C2 Toimitustyö tieteelliselle kokoomateokselle
Storytelling and Ethics: Literature, Visual Arts and the Power of Narrative
Tekijät: Meretoja Hanna, Davis Colin
Kustannuspaikka: New York & London
Julkaisuvuosi: 2018
Sarjan nimi: Routledge Interdisciplinary Perspectives on Literature
Numero sarjassa: 80
ISBN: 978-1-138-24406-1
eISBN: 978-1-315-26501-8
DOI: https://doi.org/10.4324/9781315265018
This volume
explores the ethical potential and risks of storytelling from an
interdisciplinary perspective. It stages a dialogue between contemporary
literature and visual arts across media (film, photography, performative arts),
interdisciplinary theoretical perspectives (debates in narrative studies,
trauma studies, cultural memory studies, ethical criticism), and history
(traumatic histories of violence, cultural history). The collection analyses
ethical issues involved in different strategies employed in literature and art
to narrate experiences that resist telling and imagining, such as traumatic
historical events, including war and political conflicts.

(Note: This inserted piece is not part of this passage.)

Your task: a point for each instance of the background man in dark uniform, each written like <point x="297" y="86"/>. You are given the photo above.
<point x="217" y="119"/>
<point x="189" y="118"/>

The chapters explore
the multiple ways in which the ethics of storytelling relates to the
contemporary arts as they work with, draw on, and contribute to historical
imagination. The book foregrounds the connection between remembering and
imagining and explores the ambiguous role of narrative in the configuration of
selves, communities, and the relation to the non-human. While discussing the
ethical aspects of storytelling, it also reflects on the relevance of artistic
storytelling practices for our understanding of ethics. Making an original
contribution to interdisciplinary narrative studies and narrative ethics, this
book both articulates a complex understanding of how artistic storytelling
practices enable critical distance from culturally dominant narrative
practices, and analyzes the limitations and potential pitfalls of storytelling.
It argues that narrative is bound up with power in both positive and negative
ways. While some storytelling practices perpetuate oppressive forms of power,
others have empowering significance. Instead of idealizing or demonizing
narrative, it provides analytical tools for engaging with the ethically complex
ways in which the power of storytelling is used and abused.